Losing ourselves and allowing God’s will to be done in our lives regardless of the outcome can feel counter-cultural to the world’s standards. We gain no fans when we chose to swim in the opposite direction to everyone else but this is where we become ourselves. Just ask Jesus’ twelve disciples. However, when we know God isn’t our biggest fan after all, but He is actually our Saviour and King who paid the ultimate price to save us from an eternity without Him, we can confidently become wholly His because our relationship doesn’t depend upon popularity or fan-based mindsets.  

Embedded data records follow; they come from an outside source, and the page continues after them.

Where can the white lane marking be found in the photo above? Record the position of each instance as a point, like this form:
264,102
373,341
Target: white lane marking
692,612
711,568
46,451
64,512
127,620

Saying God is your biggest fan cheapens His grace and power that enables us to fully put Him first in our lives as our faith deepens into trust and develops as we remember what He has done for us. Our relationship should not be based on whether He answers all our prayers and requests because we view Him as our biggest fan but because of who He is. He is the Alpha and the Omega, the First and the Last, the Beginning and the End as stated in Revelation 22:13.

When we view God as our biggest fan it is then we who become the centre of attention when it should be Him who gets all our adoration and attention. So, what I’m trying to say is that we need to flip the script that God is our biggest fan and become His biggest fan. The ones who decide to not go and rub any lamps in the hope of finding a genie who is going to grant their every wish, but to find a Saviour who came to earth and decided to rescue, redeem and restore us even when it was unpopular. A King who deserves each one of us to be His biggest fan.

Wendy xo

Have you heard the saying that God is your biggest fan? How has this blog post changed your view of that statement? 

I pray today that you will know the depth, width, and length of God’s love for you and that you will become His biggest fan. Amen.